More details have emerged surrounding the fatal trailer accident in Sumter County, Fla., near Ocala last Thursday that claimed the life of Jody Harwood’s D-Vine. Lauren DeNeve, Jody’s trainer, was hauling three horses, Cindy One, Folsom Blues and “Vinnie,” to Ocala Horse Properties International Horse Trials when a front truck tire blew on I-75.
“We lost control and went across lanes of traffic until we crashed against the guard rails, and the truck and trailer were pretty much totaled,” Lauren said. “Cindy One and Folsom Blues, who were in the front two stalls of the trailer, made it out with seemingly minor injuries (joint swelling and lacerations). The back center beam of the trailer, where the rear doors latch, broke off at some point, and D-Vine was thrown out of the trailer.”
Douglas Davenport, DVM, happened to drive by the accident minutes later and stopped on the side of the road to administer fluids, steroids and pain medications to Vinnie, who suffered broken ribs and internal bleeding, while Dr. Brian Dillard of Blues Skies Equine drove to the scene to assist. “After several hours of treating Vinnie at the scene, we managed to get him into a trailer and took him to the Equine Medical Center of Ocala,” Lauren said. “They deemed his injuries were too severe and euthanized him.”
Lauren and Jody plan to hold a wake for Vinnie at the farm in the near future. “Myself, Kristen Bateman and my working student Lauren Calvert were in the vehicle, and we are still trying to take it all in and amazed the three of us in the truck are alright other than bruises, sore backs and bruised ribs,” Lauren said. “We have been grateful for all the kind words and support from the eventing community; they truly are wonderful.”

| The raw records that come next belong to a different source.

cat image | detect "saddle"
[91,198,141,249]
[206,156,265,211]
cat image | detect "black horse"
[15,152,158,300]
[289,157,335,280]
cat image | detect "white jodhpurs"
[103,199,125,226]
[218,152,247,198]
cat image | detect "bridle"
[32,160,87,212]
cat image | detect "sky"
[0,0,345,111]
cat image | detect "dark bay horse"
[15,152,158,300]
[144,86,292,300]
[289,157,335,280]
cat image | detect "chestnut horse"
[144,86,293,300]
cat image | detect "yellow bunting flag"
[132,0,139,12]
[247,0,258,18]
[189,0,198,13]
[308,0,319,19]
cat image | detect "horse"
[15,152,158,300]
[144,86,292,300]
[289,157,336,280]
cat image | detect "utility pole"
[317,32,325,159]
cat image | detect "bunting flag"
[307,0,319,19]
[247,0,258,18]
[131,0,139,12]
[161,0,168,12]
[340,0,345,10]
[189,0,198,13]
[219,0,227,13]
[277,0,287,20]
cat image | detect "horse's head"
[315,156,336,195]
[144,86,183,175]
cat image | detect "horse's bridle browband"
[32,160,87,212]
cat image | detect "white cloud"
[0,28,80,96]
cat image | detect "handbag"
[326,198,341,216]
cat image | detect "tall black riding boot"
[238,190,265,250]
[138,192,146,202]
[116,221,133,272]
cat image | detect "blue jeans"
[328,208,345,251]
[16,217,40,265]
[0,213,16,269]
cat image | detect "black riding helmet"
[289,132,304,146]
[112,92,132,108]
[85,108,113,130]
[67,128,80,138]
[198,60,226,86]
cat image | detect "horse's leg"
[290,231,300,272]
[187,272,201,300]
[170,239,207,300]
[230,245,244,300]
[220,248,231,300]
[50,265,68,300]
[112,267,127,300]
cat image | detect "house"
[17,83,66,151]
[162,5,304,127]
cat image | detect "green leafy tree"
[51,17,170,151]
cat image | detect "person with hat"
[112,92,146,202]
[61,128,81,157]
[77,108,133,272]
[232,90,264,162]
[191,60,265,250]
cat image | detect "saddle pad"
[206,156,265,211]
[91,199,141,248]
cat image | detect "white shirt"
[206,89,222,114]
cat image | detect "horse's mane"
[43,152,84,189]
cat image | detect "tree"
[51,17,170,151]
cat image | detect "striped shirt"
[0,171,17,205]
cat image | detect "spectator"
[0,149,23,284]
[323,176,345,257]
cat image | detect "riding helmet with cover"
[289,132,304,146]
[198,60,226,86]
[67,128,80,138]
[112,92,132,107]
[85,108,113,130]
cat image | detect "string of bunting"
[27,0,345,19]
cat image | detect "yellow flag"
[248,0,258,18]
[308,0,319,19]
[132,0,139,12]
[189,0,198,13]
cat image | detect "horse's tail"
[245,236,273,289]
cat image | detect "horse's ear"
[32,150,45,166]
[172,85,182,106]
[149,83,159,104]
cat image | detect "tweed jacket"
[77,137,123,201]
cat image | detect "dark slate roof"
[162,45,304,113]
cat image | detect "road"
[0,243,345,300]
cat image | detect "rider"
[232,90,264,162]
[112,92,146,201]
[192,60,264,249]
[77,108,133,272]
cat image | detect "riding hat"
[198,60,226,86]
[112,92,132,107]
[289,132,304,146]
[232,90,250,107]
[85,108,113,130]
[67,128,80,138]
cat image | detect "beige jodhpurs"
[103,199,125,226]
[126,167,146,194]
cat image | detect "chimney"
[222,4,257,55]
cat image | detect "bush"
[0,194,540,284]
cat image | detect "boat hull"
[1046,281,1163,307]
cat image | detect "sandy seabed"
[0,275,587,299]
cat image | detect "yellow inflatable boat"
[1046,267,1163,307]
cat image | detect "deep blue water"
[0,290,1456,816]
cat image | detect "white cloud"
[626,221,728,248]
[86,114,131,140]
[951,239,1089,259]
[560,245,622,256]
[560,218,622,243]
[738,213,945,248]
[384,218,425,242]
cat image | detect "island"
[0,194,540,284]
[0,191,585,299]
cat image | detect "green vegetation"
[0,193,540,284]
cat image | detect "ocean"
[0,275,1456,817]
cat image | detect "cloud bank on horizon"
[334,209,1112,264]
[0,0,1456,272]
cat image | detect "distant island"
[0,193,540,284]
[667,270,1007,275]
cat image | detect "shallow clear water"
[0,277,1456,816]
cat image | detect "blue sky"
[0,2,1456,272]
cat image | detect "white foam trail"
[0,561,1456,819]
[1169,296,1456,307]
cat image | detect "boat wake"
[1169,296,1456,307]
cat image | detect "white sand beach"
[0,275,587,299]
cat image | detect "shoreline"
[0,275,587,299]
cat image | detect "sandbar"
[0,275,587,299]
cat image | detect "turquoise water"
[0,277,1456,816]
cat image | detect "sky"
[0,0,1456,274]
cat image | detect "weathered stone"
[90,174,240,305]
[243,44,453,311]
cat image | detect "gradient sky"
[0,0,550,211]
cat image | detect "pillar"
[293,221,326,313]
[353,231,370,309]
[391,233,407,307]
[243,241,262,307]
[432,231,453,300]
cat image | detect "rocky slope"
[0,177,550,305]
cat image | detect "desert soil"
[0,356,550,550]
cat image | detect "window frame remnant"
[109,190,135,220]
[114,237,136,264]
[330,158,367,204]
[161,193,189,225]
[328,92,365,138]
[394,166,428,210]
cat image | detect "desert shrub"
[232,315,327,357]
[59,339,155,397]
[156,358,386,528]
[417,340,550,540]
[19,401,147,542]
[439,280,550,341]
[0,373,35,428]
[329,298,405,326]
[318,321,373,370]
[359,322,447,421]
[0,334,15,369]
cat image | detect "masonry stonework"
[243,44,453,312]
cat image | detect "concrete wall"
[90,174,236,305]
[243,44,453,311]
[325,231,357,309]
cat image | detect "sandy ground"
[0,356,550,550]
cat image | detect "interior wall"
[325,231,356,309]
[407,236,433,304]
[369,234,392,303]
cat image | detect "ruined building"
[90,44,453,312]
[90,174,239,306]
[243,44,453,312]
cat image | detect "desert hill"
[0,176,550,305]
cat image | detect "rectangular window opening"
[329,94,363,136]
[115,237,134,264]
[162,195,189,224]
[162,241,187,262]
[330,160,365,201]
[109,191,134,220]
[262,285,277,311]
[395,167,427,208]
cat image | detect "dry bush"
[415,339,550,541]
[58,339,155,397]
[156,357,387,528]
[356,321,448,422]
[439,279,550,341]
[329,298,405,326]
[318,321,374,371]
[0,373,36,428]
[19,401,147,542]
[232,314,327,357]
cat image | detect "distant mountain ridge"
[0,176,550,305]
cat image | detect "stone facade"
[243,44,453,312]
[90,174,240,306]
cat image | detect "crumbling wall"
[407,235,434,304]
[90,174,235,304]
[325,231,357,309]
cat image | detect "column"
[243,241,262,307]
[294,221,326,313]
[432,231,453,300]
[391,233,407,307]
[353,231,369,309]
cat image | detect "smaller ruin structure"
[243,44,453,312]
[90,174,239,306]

Jody expressed the same sentiment: “I just want to reiterate our thanks for the compassion and support from friends, and the whole horse community, including Marilyn Maler DVM and Bill Woods, who went out of their way to meet us at the vet hospital that awful day, and Peter Gray/Equiventures, Nancy Russell and POP.”
The body of the trailer, a 2000 Exiss aluminum with steel frame three-horse slant, held up well, Lauren said, but the inside was totaled and the axles bent underneath. “Jody and I feel the back beam in the trailer is not designed properly,” Lauren said. “Had it held, Vinnie would be on stall rest recovering with the other two. The steel roll bars throughout the rest of the trailer held the others in well and prevented the guard rail from slicing into the body of the trailer, but there was nothing to hold Vinnie in.
“The rear beam is held in merely by a spring-loaded latch and a notch in the floor board. This beam is also made to support the rear tack and butt bar. We will be visiting with Exiss to see safer options and if they have had this happen before. Many trailers are designed this way, and I hope this can serve as a warning for other to take precautions and hopefully prevent tragedies like the one we had.”
Jody said she also hopes the accident can help other horse owners avoid tragedies like this in the future: “We hope that something good can come of this — maybe get awareness out about that door design so people can get their trailers retrofitted so that no horse ever has to go through such an ordeal again.” The EN team continues to extend our condolences to Jody, Lauren and all who knew Vinnie.